Walsh-Frazier said she’s seen families who’ve gone through the home visiting program strengthen and develop advocacy skills as parents, prepare kids for kindergarten, and foster fun and shared activities with their kids.
Additionally, Walsh-Frazier said she incorporates literacy and math activities in her visits as well, and explained the program uses something called the GGK curriculum, with parents identifying areas of interest they want to focus on, from things like nutrition to physical development, and set a goal for their family.
“I’ve seen some families who dropped out of high school, they never spoke English when we started,” she said. “And then at the end when we’re done, you just see them thriving.”
Holt said she learned about the program through family members who have used it before, and said she’s benefited from participating. Whether they’re at home, at the grocery store, or at the museum, Holt treats every moment like a learning opportunity.
“If we’re walking around the grocery store, I’ll name every fruit and vegetable we walk by,” Holt said. “People are looking at me like, ‘you’re talking to a baby,’ but that’s helping her brain develop, and that’s something I learned and I tell other parents that they can do as well.”

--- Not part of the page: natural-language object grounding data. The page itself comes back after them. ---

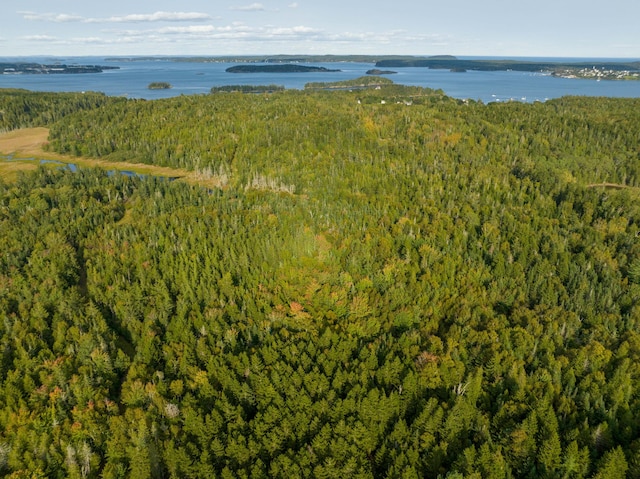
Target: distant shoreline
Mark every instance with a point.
(25, 68)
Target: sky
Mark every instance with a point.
(541, 28)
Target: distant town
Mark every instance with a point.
(595, 73)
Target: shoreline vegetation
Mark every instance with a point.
(598, 70)
(285, 68)
(21, 68)
(361, 282)
(24, 149)
(159, 85)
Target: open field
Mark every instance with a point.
(29, 143)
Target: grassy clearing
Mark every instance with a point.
(29, 143)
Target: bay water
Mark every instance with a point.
(132, 78)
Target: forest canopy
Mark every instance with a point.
(388, 283)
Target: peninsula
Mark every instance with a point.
(45, 69)
(595, 70)
(286, 68)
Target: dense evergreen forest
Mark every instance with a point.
(388, 283)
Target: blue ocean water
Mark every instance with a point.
(133, 77)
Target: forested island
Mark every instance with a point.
(371, 283)
(20, 68)
(284, 68)
(576, 69)
(159, 85)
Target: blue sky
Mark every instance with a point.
(557, 28)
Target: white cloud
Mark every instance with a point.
(193, 29)
(132, 18)
(40, 38)
(158, 17)
(51, 17)
(254, 7)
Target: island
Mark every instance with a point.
(247, 88)
(21, 68)
(376, 71)
(284, 68)
(609, 70)
(159, 85)
(355, 83)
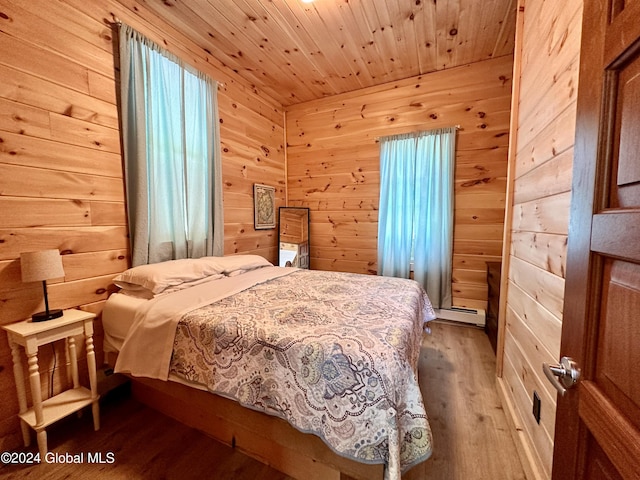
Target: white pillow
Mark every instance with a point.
(235, 264)
(157, 277)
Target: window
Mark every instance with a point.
(172, 154)
(415, 217)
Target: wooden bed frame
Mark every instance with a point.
(266, 438)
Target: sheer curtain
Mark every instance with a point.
(415, 217)
(172, 157)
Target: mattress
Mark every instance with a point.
(334, 354)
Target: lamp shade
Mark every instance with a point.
(41, 265)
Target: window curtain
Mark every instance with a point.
(415, 217)
(171, 142)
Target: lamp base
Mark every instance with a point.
(44, 316)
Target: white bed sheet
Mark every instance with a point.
(117, 318)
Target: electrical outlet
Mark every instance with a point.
(536, 406)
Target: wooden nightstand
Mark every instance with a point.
(32, 335)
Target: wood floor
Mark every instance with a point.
(471, 440)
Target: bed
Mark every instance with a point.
(332, 354)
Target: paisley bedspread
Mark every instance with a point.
(335, 354)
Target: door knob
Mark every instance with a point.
(564, 375)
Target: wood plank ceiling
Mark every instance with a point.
(295, 51)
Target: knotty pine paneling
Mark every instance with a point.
(61, 177)
(333, 166)
(541, 171)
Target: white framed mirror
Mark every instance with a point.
(293, 237)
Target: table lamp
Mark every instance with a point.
(42, 266)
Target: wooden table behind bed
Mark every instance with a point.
(266, 438)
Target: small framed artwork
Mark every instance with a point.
(264, 206)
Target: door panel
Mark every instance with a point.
(618, 336)
(598, 423)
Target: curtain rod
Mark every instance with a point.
(457, 127)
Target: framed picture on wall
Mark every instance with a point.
(264, 206)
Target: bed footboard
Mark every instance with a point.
(266, 438)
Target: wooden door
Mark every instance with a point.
(598, 422)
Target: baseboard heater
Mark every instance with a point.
(463, 315)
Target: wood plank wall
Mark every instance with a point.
(61, 182)
(333, 166)
(539, 225)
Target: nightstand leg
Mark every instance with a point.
(93, 382)
(42, 445)
(36, 394)
(18, 374)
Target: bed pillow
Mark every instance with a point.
(157, 277)
(235, 264)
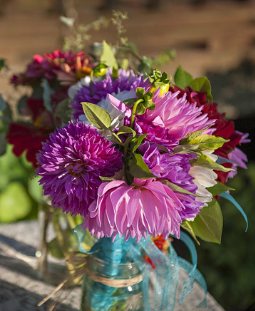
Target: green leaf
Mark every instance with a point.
(100, 70)
(139, 168)
(202, 85)
(149, 105)
(182, 78)
(130, 101)
(209, 223)
(206, 142)
(205, 161)
(140, 109)
(15, 203)
(145, 66)
(47, 92)
(3, 144)
(35, 189)
(186, 225)
(64, 111)
(124, 64)
(136, 142)
(106, 179)
(176, 188)
(219, 188)
(108, 57)
(140, 91)
(126, 130)
(2, 103)
(97, 116)
(189, 136)
(68, 21)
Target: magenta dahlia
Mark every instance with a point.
(174, 168)
(145, 207)
(71, 163)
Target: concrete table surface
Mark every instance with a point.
(21, 290)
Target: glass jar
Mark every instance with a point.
(111, 286)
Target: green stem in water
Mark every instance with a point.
(70, 221)
(134, 111)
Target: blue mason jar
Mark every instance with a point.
(111, 286)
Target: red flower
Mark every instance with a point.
(161, 244)
(29, 137)
(65, 67)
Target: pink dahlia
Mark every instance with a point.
(223, 128)
(145, 207)
(174, 168)
(71, 162)
(176, 115)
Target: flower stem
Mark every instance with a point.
(134, 111)
(91, 83)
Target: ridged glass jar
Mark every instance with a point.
(111, 286)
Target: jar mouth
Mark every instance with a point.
(100, 266)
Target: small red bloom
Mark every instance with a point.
(64, 67)
(30, 136)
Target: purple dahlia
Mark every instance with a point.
(126, 81)
(71, 162)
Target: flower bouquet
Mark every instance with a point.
(142, 156)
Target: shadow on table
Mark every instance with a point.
(15, 298)
(20, 247)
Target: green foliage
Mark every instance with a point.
(64, 111)
(22, 104)
(202, 85)
(2, 103)
(14, 203)
(97, 116)
(108, 57)
(139, 168)
(205, 161)
(17, 190)
(229, 268)
(176, 188)
(3, 144)
(47, 92)
(209, 223)
(207, 142)
(186, 226)
(219, 188)
(100, 70)
(164, 58)
(182, 78)
(145, 66)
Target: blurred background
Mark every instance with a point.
(215, 38)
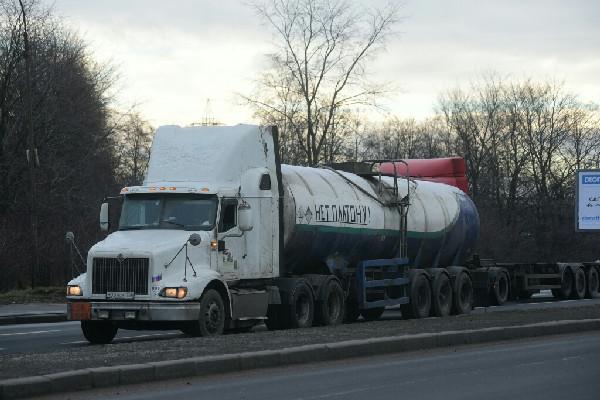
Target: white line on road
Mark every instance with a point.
(29, 333)
(128, 337)
(77, 342)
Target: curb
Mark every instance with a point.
(32, 318)
(203, 366)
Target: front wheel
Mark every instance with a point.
(211, 320)
(372, 314)
(99, 332)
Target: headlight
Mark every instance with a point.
(178, 293)
(74, 290)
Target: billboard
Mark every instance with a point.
(587, 208)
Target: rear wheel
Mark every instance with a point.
(442, 296)
(330, 310)
(420, 298)
(463, 294)
(275, 317)
(99, 332)
(566, 286)
(302, 307)
(351, 311)
(371, 314)
(593, 283)
(500, 290)
(579, 284)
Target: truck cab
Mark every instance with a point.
(202, 225)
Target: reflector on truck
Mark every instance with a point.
(79, 311)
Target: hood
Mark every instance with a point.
(147, 241)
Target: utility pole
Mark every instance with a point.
(31, 152)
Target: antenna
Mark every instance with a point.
(208, 118)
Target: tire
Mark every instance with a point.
(301, 308)
(274, 321)
(579, 284)
(420, 298)
(593, 283)
(99, 332)
(351, 311)
(566, 286)
(525, 294)
(372, 314)
(500, 290)
(211, 320)
(463, 294)
(441, 296)
(330, 311)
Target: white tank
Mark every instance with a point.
(334, 219)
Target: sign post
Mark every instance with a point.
(587, 207)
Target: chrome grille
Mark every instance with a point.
(120, 275)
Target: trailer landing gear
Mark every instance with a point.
(99, 332)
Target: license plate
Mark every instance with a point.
(119, 295)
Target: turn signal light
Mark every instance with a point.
(178, 293)
(74, 290)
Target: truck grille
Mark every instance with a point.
(120, 275)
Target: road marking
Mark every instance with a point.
(29, 333)
(149, 335)
(118, 339)
(77, 342)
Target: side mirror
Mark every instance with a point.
(245, 217)
(195, 239)
(104, 224)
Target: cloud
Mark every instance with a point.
(173, 55)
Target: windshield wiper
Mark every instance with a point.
(130, 228)
(174, 223)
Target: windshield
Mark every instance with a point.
(168, 211)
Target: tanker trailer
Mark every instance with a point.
(336, 221)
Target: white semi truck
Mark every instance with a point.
(222, 236)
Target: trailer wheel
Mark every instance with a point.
(566, 286)
(330, 311)
(579, 284)
(442, 296)
(593, 283)
(211, 320)
(420, 298)
(274, 319)
(371, 314)
(302, 307)
(99, 332)
(463, 294)
(500, 290)
(351, 311)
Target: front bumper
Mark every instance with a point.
(133, 311)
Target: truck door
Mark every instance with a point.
(230, 251)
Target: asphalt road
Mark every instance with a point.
(559, 367)
(47, 337)
(39, 338)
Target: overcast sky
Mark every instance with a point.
(174, 55)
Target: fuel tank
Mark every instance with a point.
(334, 219)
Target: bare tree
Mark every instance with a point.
(65, 131)
(322, 55)
(133, 139)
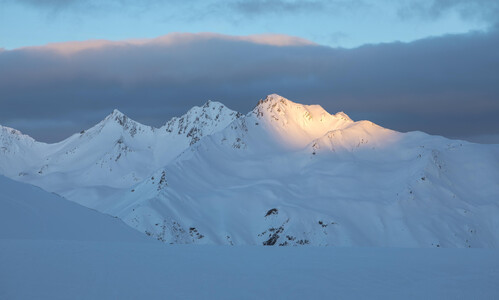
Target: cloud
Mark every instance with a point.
(446, 85)
(487, 10)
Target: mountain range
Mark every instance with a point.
(282, 174)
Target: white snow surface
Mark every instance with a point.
(30, 213)
(92, 270)
(283, 174)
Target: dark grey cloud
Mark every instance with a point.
(447, 85)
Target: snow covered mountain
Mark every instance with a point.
(30, 213)
(284, 174)
(114, 154)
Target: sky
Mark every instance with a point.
(429, 65)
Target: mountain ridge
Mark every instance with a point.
(283, 174)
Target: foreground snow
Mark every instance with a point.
(98, 270)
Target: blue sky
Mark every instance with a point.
(428, 65)
(334, 23)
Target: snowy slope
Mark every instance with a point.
(279, 177)
(76, 270)
(284, 174)
(30, 213)
(116, 153)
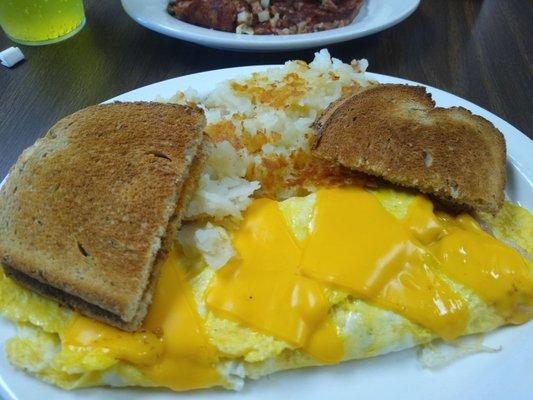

Holt said she and her daughter have even been learning sign language in the program.
“It’s been helping her, actually,” Holt said of the activities and skills she's learned in the program. “My parents, everyone around noticed that she’s very observant. She talks more than a lot of other little children her age.”
According to Thompson, the Centers for Families and Children also provide workforce development programs, an early learning center, health and wellness resources, a basic needs resource center, and substance abuse resources, among others, which Thompson said they can leverage to help families.
Thompson said she’s seen the positive impacts the Smart Start Home Visiting Program has had on the community and families. Walsh said in particular, she's seen positive results when it comes to attendance later on.
“We’re able to reduce infant mortality by the utilization of the program,” she said, also mentioning the kindergarten readiness they’re able to help foster in young children and families. “We see the outcomes of the parents, building up their resilience to be able to go out and be self sufficient and you know, make that phone call, to help them and advocate for themselves.”